Acclimation to Very Low CO₂: Contribution of Limiting CO₂ Inducible Proteins, LCIB and LCIA, to Inorganic Carbon Uptake in Chlamydomonas reinhardtii

• Published in: Plant physiology (Bethesda) Vol. 166; no. 4; pp. 2040 - 2050
• Main Authors: Wang, Yingjun, Spalding, Martin H.
• Format: Journal Article
• Language: English
• Published: United States American Society of Plant Biologists 01.12.2014
• Subjects: Acclimatization; Biological Transport; Carbon - metabolism; Carbon Dioxide - metabolism; Chlamydomonas reinhardtii - genetics; Chlamydomonas reinhardtii - physiology; Chloroplasts; Evolution; Gene expression regulation; Genetic mutation; MEMBRANES, TRANSPORT, AND BIOENERGETICS; Mutation; Phenotypes; Photosynthesis; Plant cells; Plant Proteins - genetics; Plant Proteins - metabolism; Plants; Polymerase chain reaction
• ISSN: 0032-0889; 1532-2548
• DOI: 10.1104/pp.114.248294

The limiting-CO₂ inducible CO₂-concentrating mechanism (CCM) of microalgae represents an effective strategy to capture CO₂ when its availability is limited.

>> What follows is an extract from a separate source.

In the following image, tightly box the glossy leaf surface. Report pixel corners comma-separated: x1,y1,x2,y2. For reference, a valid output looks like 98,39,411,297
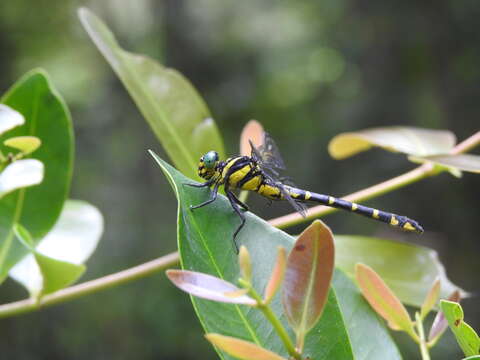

At least two limiting-CO₂ acclimation states, termed low CO₂ and very low CO₂, have been demonstrated in the model microalga Chlamydomonas reinhardtii, and many questions still remain unanswered regarding both the regulation of these acclimation states and the molecular mechanism underlying operation of the CCM in these two states. This study examines the role of two proteins, Limiting CO₂ Inducible A (LCIA; also named NAR1.2) and LCIB, in the CCM of C. reinhardtii. The identification of an LCIA-LCIB double mutant based on its inability to survive in very low CO₂ suggests that both LCIA and LCIB are critical for survival in very low CO₂. The contrasting effects of individual mutations in LCIB and LCIA compared with the effects of LCIB-LCIA double mutations on growth and inorganic carbon-dependent photosynthetic O₂ evolution reveal distinct roles of LCIA and LCIB in the CCM. Although both LCIA and LCIB are essential for very low CO₂ acclimation, LCIB appears to function in a CO₂ uptake system, whereas LCIA appears to be associated with a HCO₃⁻ transport system. The contrasting and complementary roles of LCIA and LCIB in acclimation to low CO₂ and very low CO₂ suggest a possible mechanism of differential regulation of the CCM based on the inhibition of HCO₃⁻ transporters by moderate to high levels of CO₂.